With injunction lifted, OPM tells agencies to implement Trump’s workforce executive orders

The Office of Personnel Management on Friday instructed agencies to begin implementing the president's workforce executive orders on official time, collective b...

The Office of Personnel Management has officially told agencies to begin —again — implementing all parts of the president’s workforce executive orders on employee removals, collective bargaining and official time.

The injunction on the president’s workforce executive orders expired Wednesday. The U.S. Court of Appeals subsequently issued a mandate implementing its decision to vacate another decision from a federal district court, which had invalidated nine key provisions of the EOs back in August 2018.

The mandate followed a decision from the appeals court, which last week denied federal employee unions a chance for a rehearing on the merits of the EOs.

“Accordingly, all provisions of these executive orders, including previously enjoined provisions, are in full force and effect and should be implemented consistent with the requirements and guidance contained in the EOs,” OPM Director Dale Cabaniss wrote late Friday afternoon in a new memo to agencies.

OPM’s new guidance contains few other details, but the agency said it does plan to issue further instructions on implementation.

“In the meantime, agencies should immediately review the EOs to ensure that they are fully compliant with all requirements or are taking steps to become compliant with requirements at the soonest feasible opportunity,” Cabaniss wrote.

The Department of Veterans Affairs wasted no time in announcing it would implement the president’s workforce executive orders.

In a statement released earlier Friday afternoon, VA Secretary Robert Wilkie called the decision from the U.S. Court of Appeals a “victory for veterans, taxpayers and VA employees.”

The department, for example, said it plans to limit union use of government office space and other supplies, one of the key provisions in the executive orders.

It specifically cited the Salem VA Medical Center, where union officials occupy 7,500 square feet of space, according to the VA. It named Alma Lee, the president of the American Federation of Government Employees VA Council, in its statement.

“These executive orders will help VA continue to improve by ensuring our employees and resources are focused squarely on serving veterans,” Wilkie said.

The department said it will also continue to reduce official time use by union representatives. It pointed to the 1,048,569 hours union representatives used in fiscal 2016, which cost about $49 million, according to OPM’s latest report on the topic.
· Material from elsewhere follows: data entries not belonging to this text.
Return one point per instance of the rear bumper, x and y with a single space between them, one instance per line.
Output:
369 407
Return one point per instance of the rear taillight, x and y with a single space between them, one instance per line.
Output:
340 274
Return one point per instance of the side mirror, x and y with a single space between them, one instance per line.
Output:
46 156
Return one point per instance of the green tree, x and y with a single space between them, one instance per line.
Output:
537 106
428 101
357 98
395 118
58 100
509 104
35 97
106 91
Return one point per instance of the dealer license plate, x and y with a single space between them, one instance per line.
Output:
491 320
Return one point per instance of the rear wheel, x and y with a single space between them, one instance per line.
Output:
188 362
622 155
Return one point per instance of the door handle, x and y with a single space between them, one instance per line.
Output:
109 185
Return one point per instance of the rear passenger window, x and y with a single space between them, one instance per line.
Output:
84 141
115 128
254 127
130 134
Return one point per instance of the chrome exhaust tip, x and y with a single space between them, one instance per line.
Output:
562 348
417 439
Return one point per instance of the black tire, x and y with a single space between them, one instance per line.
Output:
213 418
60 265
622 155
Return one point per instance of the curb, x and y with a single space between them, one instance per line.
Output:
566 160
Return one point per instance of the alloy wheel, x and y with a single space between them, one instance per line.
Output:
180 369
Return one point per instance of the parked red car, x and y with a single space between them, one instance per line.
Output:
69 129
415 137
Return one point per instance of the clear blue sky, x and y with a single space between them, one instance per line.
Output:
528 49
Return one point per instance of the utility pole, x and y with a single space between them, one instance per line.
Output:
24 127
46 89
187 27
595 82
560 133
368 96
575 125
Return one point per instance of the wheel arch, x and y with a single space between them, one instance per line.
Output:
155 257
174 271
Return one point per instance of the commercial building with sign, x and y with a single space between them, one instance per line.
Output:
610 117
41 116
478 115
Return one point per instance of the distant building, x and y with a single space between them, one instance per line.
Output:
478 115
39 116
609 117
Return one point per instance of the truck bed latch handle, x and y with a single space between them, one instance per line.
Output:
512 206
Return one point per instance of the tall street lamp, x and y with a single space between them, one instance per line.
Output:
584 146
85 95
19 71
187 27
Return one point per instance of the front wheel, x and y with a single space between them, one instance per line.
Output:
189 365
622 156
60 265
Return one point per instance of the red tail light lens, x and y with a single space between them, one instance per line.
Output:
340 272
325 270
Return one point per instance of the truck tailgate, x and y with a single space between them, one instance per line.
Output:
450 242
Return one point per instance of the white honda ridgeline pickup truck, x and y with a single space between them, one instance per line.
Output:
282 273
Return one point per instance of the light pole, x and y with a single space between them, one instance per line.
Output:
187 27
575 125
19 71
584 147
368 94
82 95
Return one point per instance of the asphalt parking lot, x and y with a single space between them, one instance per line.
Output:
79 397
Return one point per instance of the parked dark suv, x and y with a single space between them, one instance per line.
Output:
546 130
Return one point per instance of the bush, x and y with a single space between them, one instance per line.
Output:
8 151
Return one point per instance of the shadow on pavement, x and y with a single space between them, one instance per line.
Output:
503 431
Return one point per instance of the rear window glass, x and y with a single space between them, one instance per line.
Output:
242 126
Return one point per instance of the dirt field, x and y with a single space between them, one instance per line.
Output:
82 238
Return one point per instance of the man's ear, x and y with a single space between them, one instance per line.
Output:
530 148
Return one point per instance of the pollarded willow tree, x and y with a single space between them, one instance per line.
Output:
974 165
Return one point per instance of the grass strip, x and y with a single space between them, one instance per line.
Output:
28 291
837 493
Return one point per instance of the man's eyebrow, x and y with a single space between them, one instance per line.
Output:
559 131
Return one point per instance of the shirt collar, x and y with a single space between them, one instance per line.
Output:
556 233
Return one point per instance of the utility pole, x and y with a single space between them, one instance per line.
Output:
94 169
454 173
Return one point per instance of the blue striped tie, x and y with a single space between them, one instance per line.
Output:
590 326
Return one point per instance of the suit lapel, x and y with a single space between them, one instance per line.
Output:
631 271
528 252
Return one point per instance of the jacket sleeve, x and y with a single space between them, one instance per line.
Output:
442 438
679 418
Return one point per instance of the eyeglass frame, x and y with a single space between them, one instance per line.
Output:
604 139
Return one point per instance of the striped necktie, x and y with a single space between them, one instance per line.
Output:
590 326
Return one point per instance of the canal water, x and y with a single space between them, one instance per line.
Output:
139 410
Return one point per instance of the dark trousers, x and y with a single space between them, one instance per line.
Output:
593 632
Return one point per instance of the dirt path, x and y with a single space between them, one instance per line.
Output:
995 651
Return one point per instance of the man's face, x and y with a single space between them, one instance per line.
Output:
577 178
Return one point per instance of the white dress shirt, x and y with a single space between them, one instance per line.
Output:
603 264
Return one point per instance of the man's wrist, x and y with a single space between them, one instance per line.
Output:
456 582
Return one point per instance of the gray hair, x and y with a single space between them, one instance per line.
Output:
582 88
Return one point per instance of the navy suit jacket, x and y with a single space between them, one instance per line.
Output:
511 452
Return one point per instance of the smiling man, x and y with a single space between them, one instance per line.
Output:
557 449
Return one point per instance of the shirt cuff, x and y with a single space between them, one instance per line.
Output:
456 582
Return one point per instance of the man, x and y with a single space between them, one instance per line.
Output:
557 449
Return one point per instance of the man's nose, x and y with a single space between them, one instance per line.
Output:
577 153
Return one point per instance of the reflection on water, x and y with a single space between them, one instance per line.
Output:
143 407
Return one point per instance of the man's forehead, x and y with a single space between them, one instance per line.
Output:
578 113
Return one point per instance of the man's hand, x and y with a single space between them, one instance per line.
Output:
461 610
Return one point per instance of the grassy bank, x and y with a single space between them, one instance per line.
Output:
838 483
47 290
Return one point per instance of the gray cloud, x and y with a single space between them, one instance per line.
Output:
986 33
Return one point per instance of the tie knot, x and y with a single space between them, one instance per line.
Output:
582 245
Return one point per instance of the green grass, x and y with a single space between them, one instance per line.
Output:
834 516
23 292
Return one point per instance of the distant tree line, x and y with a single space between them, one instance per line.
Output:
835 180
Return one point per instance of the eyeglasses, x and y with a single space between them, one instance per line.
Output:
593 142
The department said that $49 million could be used to employ more than 550 suicide risk management social workers for a year, provide a year of housing to 2,800 homeless veterans or pay for the costs of 355,00 naloxone injection kits, an antidote for opioid overdoses.

VA last fall eliminated official time for Title 38 medical professionals, a decision that AFGE said has already challenged the union’s ability to respond to employee claims and concerns.

The union appeared ready to challenge VA’s plans to implement the president’s workforce executive orders.

“The executive orders themselves clearly state that they do not abrogate existing collective bargaining agreements,” AFGE National President J. David Cox said Friday evening in a statement. “The Department of Veterans Affairs notified us today of its intention to implement provisions of the previously enjoined executive orders following completion of its statutory bargaining obligations. Any attempts by agencies to enforce these provisions outside of the collective bargaining process will be met with immediate legal challenge by the union.”

The department is currently engaged in collective bargaining negotiations with AFGE. VA made a series of proposals in May, which, if implemented, would end labor-management working groups for both parties, change current telework policies and eliminate 28 articles of AFGE’s existing collective bargaining agreement.

Legal battles over the president’s workforce EOs have stretched on for more than a year after a group of more than a dozen unions sued the Trump administration over them last June.

The injunction had been in place since last August, when a federal district court invalidated nine key provisions from Trump’s workforce executive orders. That meant agencies, technically, couldn’t set strict limits on union representatives’ use of official time or ban the organizations from using government office space.

Federal employees unions, however, have said they’ve continued to experience direct impacts of the president’s EOs over the past year while legal battles have continued.

The Trump administration appealed the federal district court’s decision last September.

But in July, the appeals court dismissed the lower court’s decision because, as the three judges argued, the lower court lacked jurisdiction in ruling on the case. The appeals court didn’t weigh in on the legal merits of the president’s workforce executive orders, a point that ultimately fueled the unions’ request for a rehearing.

Throughout these legal battles, the government has maintained that federal employee unions should take their complaints with Trump’s workforce executive orders in specific collective bargaining instances to the Federal Labor Relations Authority.

The FLRA still lacks a Senate-confirmed general counsel, the only person with deciding authority to issue decisions on an unfair labor practice complaint.

Federal employee unions like AFGE and the National Treasury Employees Union said earlier this week they vowed to continue to fight the president’s workforce executive orders.

NTEU National President Tony Reardon said the union would use “whatever means available” to push back.